- Born: Avelina Juan 12 May 1917 Laoag, Ilocos Norte, Philippines
- Died: 20 April 2021 (aged 103)
- Occupation: Writer
- Spouse: Genero Gil
- Children: 10

= Avelina Gil =

Filipino writer (1917–2021)

Avelina Gil (née Juan, 12 May 1917 – 20 April 2021) was a Filipino writer.

==Personal life and education==
Avelina Juan was born 12 May 1917 in the city of Laoag in the Philippine province of Ilocos Norte. Her parents were Valentin S. Juan, a captain in the Philippine Constabulary and Visitacion Raval, a school supervisor and political and civic leader. In 1932 she received her teaching diploma from Zamboanga Normal School. She was awarded a B.Sc. degree in Education cum laude in 1936 by the University of the Philippines.

In 1955, she completed a master's degree in English at the University of Santo Tomas. In 1972, she completed a doctorate at the University of the Philippines.

Avelina Juan married Genero Gil and they had ten children, four of whom reached adulthood. She died on 20 April 2021, at the age of 103.

==Career==
Gil was known for her writing, which she produced while working as a teacher and lecturer. She wrote textbooks about English communication in the arts and literature as well as poems, children's books and essays.

Gil began teaching at Zamboanga Normal School in 1938 and later taught in schools in the cities of Lucena and Bacolod. After the end of the Second World War, she lectured at Philippine Normal College, University of San Carlos, and the University of the East. Gil was a member of the Board for Professional Teachers of the Professional Regulating Commission.

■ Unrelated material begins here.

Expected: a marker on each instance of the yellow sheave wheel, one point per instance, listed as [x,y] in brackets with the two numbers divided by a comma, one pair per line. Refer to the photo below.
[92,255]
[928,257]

After retiring from academia, she was editor-in-chief at Phoenix Publishing House in Manila from 1977 to 1988.

==Publications==
Gil has written a large number of books that include:
- A critical analysis of the post war English courses of the University of San Carlos, Cebu City (scriptie; 1955)
- Reading for skill and pleasure (1964)
- Reading for skill and pleasure [for] first year (1964, 1972)
- World horizons : reading for skill and growth (1965, 1972)
- Beyond Philippine shores (1973)
- This challenging world (1973)
- Adventures in communication (1976)
- Our challenging world (1977)
- Beyond Philippine shores Grade VI (1977)
- Youth in today's world - Asia and Africa (1977)
- In the beginning: reading in folk literature (1977, 1994)
- New reading for learning and living 5 (1983)
- English studies for college (1984)
- Adventures in English (1985, 1992)
- Horizons near and far (1988)
- Literature and art (1988)
- Literature and art : first year : teachers guide (1988)
- Skill builders for efficient reading (1988)
- Phoenix english for secondary schools 1 (1989)
- Phoenix English series: teacher's guide (1990)
- Across the country (1994)
- Dialogue: : teaching computer literacy in today's schools
- Narratives Old & New: And Other Selections (2013)

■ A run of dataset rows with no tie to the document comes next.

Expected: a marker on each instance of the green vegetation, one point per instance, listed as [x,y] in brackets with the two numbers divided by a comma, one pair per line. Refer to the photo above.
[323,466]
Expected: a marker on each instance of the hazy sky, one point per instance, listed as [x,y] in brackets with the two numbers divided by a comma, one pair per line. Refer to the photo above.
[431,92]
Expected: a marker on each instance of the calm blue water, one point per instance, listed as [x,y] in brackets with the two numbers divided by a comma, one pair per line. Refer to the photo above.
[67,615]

Gil also published in academic journals. These include:
- Avelina Gil (1973) Mayyang and the crab: A Cinderella variant. Philippines Quarterly of Culture and Society volume 1, pages 26–32.
- Avelina Gil (1973) The farmer's wife: portraits by Gonzalez, Arguilla and Villa. Philippines Quarterly of Culture and Society volume 1, pages 86–91.

==Awards==
Gil received several awards for writing, including a Distinguished Achievement in Education Award for outstanding textbook writer from the UP Education Alumni Association in 1986, Centennial Award for Education and Resource Developments in 1988 and National Centennial-Women Sector Award in 1998.

In 2017 she was awarded P100,000 and a plaque of recognition by the Makati City government for becoming a centenarian living in the city.